Here is a first quick solution for exporting. There are 2 buttons at the bottom.

  1. Share: This provides a string containing csv data. Just select an app, such as an editor to open it
  2. Delete: This clears all observations

The first entry in the csv is a unix timestamp in milliseconds since Jan 1, 1970 In Excel you should be able to convert it to a date using =A1/86400000+DATE(1970;1;1)
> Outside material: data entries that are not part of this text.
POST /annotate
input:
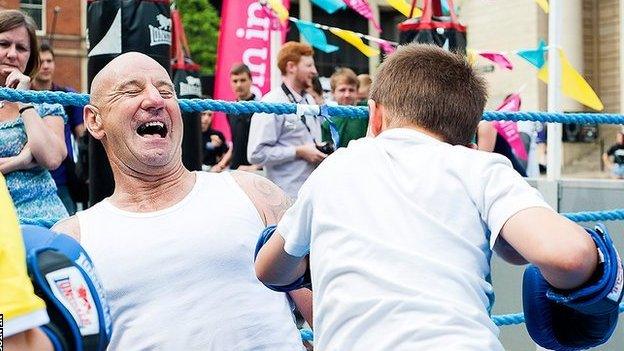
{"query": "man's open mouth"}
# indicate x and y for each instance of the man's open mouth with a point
(152, 128)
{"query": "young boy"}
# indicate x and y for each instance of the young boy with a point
(400, 227)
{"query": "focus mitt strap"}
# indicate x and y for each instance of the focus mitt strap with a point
(304, 281)
(581, 318)
(63, 276)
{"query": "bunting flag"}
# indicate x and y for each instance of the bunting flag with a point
(280, 10)
(330, 6)
(543, 4)
(509, 129)
(404, 8)
(363, 8)
(315, 36)
(353, 39)
(536, 56)
(573, 84)
(498, 58)
(386, 47)
(471, 56)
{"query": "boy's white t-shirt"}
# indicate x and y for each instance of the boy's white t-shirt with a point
(400, 229)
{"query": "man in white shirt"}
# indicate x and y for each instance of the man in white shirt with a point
(400, 227)
(176, 266)
(285, 145)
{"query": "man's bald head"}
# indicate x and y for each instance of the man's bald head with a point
(116, 69)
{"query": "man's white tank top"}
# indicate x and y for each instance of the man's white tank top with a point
(183, 278)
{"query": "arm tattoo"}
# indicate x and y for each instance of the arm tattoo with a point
(271, 198)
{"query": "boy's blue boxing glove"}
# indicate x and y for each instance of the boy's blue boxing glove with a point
(64, 277)
(304, 281)
(581, 318)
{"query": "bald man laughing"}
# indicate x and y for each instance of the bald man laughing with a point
(176, 265)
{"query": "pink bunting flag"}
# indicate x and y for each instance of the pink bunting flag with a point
(509, 129)
(500, 59)
(363, 8)
(386, 47)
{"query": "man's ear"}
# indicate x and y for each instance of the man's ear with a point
(93, 121)
(375, 118)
Uninstall Remove .zip and install app-release.apk.zip

This is working nice thank you. I am not a programmer but I tried to export results to CSV.
Modified SoundClassifier.kt file. Imported few things and added code in the function 'startRecognition'. This writes the results in a txt file in following folder in the phone: android/data/org.woheller69.whobird/files/download/

Name of the txt file contains current date & time. Contains of the file: Date & time Bird name Probability%

New file gets created whenever the app is closed and started again. I was trying to create new file for every pause/start button event but could not do it.

Hope this can be of any use to you.

Remove".zip" SoundClassifier.kt.zip

woheller69 commented 7 months ago

For now I decided to simply share the csv as string. This is very flexible, you can share it to a file manager to save it as a file or e.g. send it to your desktop via an email app or whatever. And it does not cause problems with ever changing Google requirements for accessing the file system.

The database will also be used for other stuff in future.